Hari ini masih sama seperti hari-hari sebelumnya. Kelas mulai penuh dengan murid-murid yang berdatangan, termasuk Yeri dan juga Sejeong.''Pagi, Rin.''
Aku menolehkan kepalaku ke kanan dan mendapati Yeri yang tengah meletakkan tasnya di kursi. ''Seperti biasa kau datang duluan.''
''Hari ini sedikit lebih cepat karena aku berangkat dengan Ibu.''
''Osu!'' (*Sapaan dalam bahasa Jepang.)
''Sejeong, kukira kau telat hari ini,'' godaku iseng sambil terkekeh. Seperti biasa, Sejeong terlalu mudah untuk diganggu. Dia bahkan langsung melayangkan protesnya.
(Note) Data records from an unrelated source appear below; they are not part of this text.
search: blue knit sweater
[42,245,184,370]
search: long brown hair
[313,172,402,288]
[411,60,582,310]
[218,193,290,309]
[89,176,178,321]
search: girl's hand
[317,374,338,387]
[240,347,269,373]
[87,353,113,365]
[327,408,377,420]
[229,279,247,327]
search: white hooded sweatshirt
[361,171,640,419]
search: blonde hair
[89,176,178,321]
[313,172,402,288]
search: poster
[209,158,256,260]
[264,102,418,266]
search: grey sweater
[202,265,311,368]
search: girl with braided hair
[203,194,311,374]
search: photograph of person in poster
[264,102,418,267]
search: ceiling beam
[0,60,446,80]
''Hei, sejak kapan aku telat?''
Kutunjukkan semua jari-jari tanganku sambil tersenyum lebar. ''Dalam dua bulan belakangan ini kau telat sebanyak... eh, bahkan jari tanganku kurang banyak.''
''Kau memangnya tidak pernah te—''
''Sejeong, Ahrin itu memang tidak pernah telat.'' Kali ini Yeri yang menjawab, membelaku. Aku mengacungkan ibu jariku pada Yeri sambil tertawa puas.
''Kau benar, Yer.''
Aku dan Yeri tertawa bersamaan sedang Sejeong, yang jadi subjek tertawaan kami hanya bisa memanyunkan bibirnya dan duduk di kursinya.
Memang semuanya serba biasa. Masih seperti biasanya. Sejeong dan Yeri masih tetap menyapaku, tersenyum padaku, dan tertawa bersamaku. Kami mengobrol seperti biasanya.
Anak-anak lain juga begitu. Suasana kelas juga tidak berubah.
Ya, hampir semuanya tidak.
Rasanya hanya aku yang berubah. Hal-hal yang belakangan ini kualami membuat perubahan drastis dalam pikiranku. Menyembunyikan ketakutan tidak akan menyebabkan kelainan jiwa, 'kan?
Fakta lainnya yang kusadari, hidupku yang terbilang biasanya mulai jadi sedikit tidak normal. Gadis dengan hidup normal tidak mungkin mengenal pembuat bom dengan kepribadian ganda, 'kan?
Dan lagi, pertanyaan soal foto dengan nama Jongup masih membuatku tidak mengerti. Yah, aku memang tidak mengerti apa pun.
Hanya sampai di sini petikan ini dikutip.